The holiday treats, once punctured with their dipping sticks and if left unrefrigerated, can develop and then harbor a bacterium called Listeria monocytogenes, they explain.

An outbreak of L. monocytogenes in 2014, traced to prepackaged caramel apples, infected 35 people and caused seven deaths.

Neither raw apples nor hot caramel are usually considered usual bacterial culprits, so researchers at the University of Wisconsin-Madison's Food Research Institute set out to determine how the outbreak may have come about.

Dipping sticks used to coat the apples and used as a handle when consuming them quickly became the prime suspects, the researchers report in the journal mBio.

The act of inserting the stick can cause apple juice to leak to the surface, they found, creating a microscopic environment between the apple and its caramel coating where any bacteria already present bacteria can thrive.

For the study, they took samples of the listeria strain involved in the 2014 outbreak and coated Granny Smith apples with the bacteria.

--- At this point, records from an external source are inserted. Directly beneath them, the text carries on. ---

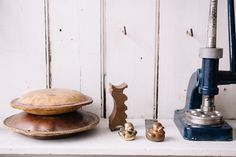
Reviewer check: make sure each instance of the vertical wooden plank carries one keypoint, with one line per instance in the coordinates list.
(22, 55)
(179, 52)
(75, 45)
(130, 58)
(89, 48)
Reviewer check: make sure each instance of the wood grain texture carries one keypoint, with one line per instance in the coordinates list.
(75, 35)
(22, 55)
(118, 115)
(130, 58)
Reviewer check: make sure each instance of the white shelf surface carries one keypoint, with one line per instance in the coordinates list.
(102, 141)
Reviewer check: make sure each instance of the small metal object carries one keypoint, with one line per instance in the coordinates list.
(128, 132)
(154, 131)
(118, 116)
(124, 31)
(190, 32)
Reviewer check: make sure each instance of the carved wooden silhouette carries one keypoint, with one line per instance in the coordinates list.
(118, 115)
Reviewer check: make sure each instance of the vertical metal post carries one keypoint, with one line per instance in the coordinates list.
(231, 29)
(210, 66)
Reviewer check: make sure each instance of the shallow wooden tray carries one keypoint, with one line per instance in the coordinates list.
(46, 127)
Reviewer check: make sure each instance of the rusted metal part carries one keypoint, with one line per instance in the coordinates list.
(128, 132)
(46, 127)
(118, 115)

Half the apples were pierced with dipping sticks while the other half remained unpunctured. All of the apples were dipped in caramel, then stored for 4 weeks either at room temperature or refrigerated.

No listeria growth was seen in the refrigerated apples without sticks, but caramel apples with sticks at room temperature saw a 1,000-fold increase in bacteria in 3 days, they report.

Refrigerated apples with sticks showed no bacterial growth during the first week but did display some growth in subsequent weeks.

"If someone ate those apples fresh, they probably would not get sick," says lead study co-author Kathleen Glass. "But because caramel-dipped apples are typically set out at room temperature for multiple days, maybe up to two weeks, it is enough time for the bacteria to grow."

The researchers emphasize that they deliberately introduced Listeria into the apples to monitor growth rates, and that home cooks preparing caramel apples in a reasonably clean home kitchen probably should not worry about bacteria.

Symptoms of a listeria infection, which can take 3 to 4 weeks to develop, can include fever, headache and gastrointestinal upset.

Researchers suggested consumers look for refrigerated caramel apples or ones prepared fresh.